The webcam alerts us to its visibility by a small green light. This green light becomes the token symbol for permission and consent of imagery. We are alerted to the webcams engagement by this shift. The publics perception of surveillance is that it is either OFF or it is ON, and that we are a part of the choice of visibility. Surveillance and the gaze are in the constant between evident and non-evident and do not reflect this ideal. Ironically this piece plays on making this observatory recording more obvious to its ON state. When standing in front of the piece the camera turns on, when the audience steps away, the camera turn off. By placing the same symbol for visibility on other objects that gaze at you, it draws attention to the ability of inanimate objects that we interact with on a daily basis to record us. The installment of Camera On, on a mirror, also draws upon the narcissistic tendencies of the mirror. The mirror has the ability to reflect the physical self, much like surveillance does to the seemingly pedestrian citizen.

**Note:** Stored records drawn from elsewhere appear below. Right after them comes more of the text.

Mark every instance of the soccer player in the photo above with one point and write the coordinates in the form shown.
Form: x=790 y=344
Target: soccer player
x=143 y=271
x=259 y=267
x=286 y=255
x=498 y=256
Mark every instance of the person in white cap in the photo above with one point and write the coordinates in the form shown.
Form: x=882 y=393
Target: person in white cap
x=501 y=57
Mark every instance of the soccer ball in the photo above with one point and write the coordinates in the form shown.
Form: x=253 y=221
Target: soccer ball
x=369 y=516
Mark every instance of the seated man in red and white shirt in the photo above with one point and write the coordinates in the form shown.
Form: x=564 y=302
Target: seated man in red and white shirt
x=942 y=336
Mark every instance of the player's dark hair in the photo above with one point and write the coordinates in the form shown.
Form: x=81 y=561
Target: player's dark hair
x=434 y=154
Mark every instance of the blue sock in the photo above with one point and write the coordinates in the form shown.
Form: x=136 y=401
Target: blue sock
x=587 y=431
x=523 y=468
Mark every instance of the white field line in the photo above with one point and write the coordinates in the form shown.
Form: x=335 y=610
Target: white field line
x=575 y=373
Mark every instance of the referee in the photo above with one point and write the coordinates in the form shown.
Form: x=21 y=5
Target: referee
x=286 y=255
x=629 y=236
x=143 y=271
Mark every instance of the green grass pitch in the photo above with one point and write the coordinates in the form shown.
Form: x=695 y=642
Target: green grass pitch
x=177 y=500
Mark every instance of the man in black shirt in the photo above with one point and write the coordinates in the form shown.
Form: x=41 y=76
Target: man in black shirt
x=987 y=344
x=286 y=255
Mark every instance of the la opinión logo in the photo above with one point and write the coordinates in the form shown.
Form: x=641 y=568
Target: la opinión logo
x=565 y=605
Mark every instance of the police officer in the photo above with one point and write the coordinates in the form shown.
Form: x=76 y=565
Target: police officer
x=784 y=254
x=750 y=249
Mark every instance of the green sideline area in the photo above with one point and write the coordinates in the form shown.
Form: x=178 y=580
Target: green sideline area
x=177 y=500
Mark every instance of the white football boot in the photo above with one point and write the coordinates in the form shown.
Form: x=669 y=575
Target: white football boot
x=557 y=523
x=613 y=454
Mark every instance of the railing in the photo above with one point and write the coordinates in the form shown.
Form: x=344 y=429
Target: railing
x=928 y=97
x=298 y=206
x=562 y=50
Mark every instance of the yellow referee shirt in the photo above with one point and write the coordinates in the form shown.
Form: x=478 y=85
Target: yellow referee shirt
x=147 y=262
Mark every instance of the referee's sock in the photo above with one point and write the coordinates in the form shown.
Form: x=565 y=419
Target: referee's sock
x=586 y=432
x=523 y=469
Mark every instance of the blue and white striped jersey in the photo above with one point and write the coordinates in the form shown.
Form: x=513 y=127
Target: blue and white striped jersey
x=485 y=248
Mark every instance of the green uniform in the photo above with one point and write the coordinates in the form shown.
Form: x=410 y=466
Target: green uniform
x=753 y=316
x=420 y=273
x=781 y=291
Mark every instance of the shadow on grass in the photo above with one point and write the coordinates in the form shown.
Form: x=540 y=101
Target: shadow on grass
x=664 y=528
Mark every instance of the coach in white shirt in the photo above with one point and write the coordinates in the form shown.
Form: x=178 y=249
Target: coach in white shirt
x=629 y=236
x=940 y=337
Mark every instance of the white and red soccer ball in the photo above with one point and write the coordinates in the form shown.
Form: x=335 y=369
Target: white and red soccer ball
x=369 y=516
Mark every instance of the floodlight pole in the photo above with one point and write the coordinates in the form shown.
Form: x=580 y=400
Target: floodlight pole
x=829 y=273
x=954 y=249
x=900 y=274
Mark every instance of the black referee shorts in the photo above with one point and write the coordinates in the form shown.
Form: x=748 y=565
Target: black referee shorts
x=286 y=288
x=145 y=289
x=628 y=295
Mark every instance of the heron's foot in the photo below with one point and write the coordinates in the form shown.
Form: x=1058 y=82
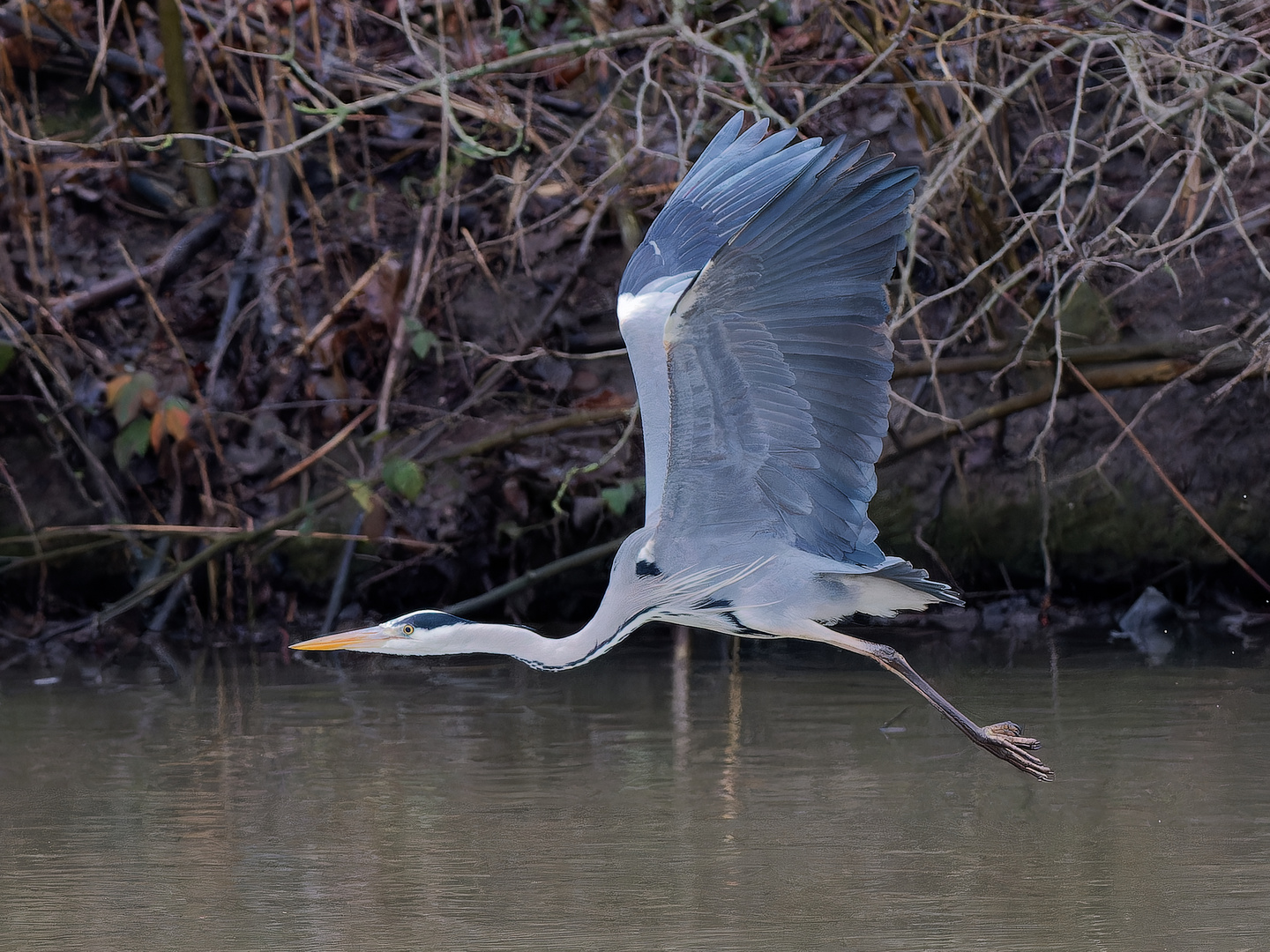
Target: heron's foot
x=1005 y=740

On average a citizen of the United Kingdom will be recorded by 70 CCTV cameras in any given day. In assuming the surveillance camera as a sentient body and conscious mediator between two bodies these 70 postcards come written as odes of love. Transgressions of the camera’s intimate relationships with the human. Relishing in its ability to capture these fragmented intimate moments of one’s public life. Moments in pixelation that are otherwise fleeting in everyday life are recorded and logged by the camera as an opportunity to arouse suspicion. These macro-experiences become intimate breaches of privacy, and question the right to the subject’s bodies manifested in the captured image. The communications in postcard form are one-sided declarations, with no address, no postage, unrequited desires. In these analogue manifestations surveillance becomes not only a question of power and authority but possession and reproduction. The audience is asked to take a postcard themselves; investing themselves in these voyeuristic acts, becoming another mediator of the story as they remove one fragmented part from the stack.
The writings depicting a fiction of things the camera caught while you weren’t looking. things the camera felt when you were in its gaze. desires the camera had to leave its covert space, things the camera could see from up here, if only momentarily; a tour of you.
Censor-ship adopts the framework of the game Battleship and redefines the way in which we use maps to geolocate and maintain visibility in areas the have been attacked by US drones. The aerial view is harnessed as the quintessential vantage point for drones and for the public to form relationships with the imagery of these places but also the sometimes delayed satellite footage to document the destruction. Essentially these technological platforms provide the only visual evidence accessible to the universal public in contextualizing these landscapes. Gaining perspective through vertical angles speaks to the accessibility of imagery but also the censorship of these stories, lives, places and grief. This becomes a question of how surveillance and the gaze has moved past human lines of sight and been implemented into satellite based combat and reinterpreted into militarized gaming. There is a strong attempt to reconnect with the land while always being struck with the limitations of the satellites to relay accurate and recent visual information. With the loss of the horizon line the audience begins to consider not only the almost god-like view that this kind of footage allows, but the divinely distant quality within militant warfare.
Landscapes of Yemen, Somalia and Pakistan screen captured from Google Earth at the closest date to when the missile strike occurred are logged and can be inserted interchangeably behind the battle platform grid. The missiles when inserted into the grid transform into forms that are vaguely human, a clear reminder of not only the landscapes destruction but the unidentifiable and often anonymous casualties from such a distance.
Wank Publication represents the illusion of digital intimacy and privacy, manifested as an analogue iteration of cascading digital files that document our lives. Behind Wank was the concept of how simple paths are logged onto our personal hard drives in unique archival systems, a string of texts, images and digital links. The eject symbol is used as a token of expulsion, digital output and human ejaculation. Layers of poetry, photography and typographic play printed on acetate become the transparent pages of Wank. Each layer acting in accordance so as to not disrupt the content of the other layers. The audience is able to create their own unique organization of Wank as they engage with the piece on a more intimate level.
By considering the conditions of pacification experienced by individuals, parallels were drawn between the systems of technology and religion. The outcome is an interactive website that visualizes these parallels. Research, design and production in partnership with Bonita Mak.
A product designed to help one hold a smile when they are unable to. Through the exploration of what it means to be or feel antisocial, this video aims to heighten the experience of the smile beyond a smile. Research, design and production in partnership with Bonita Mak.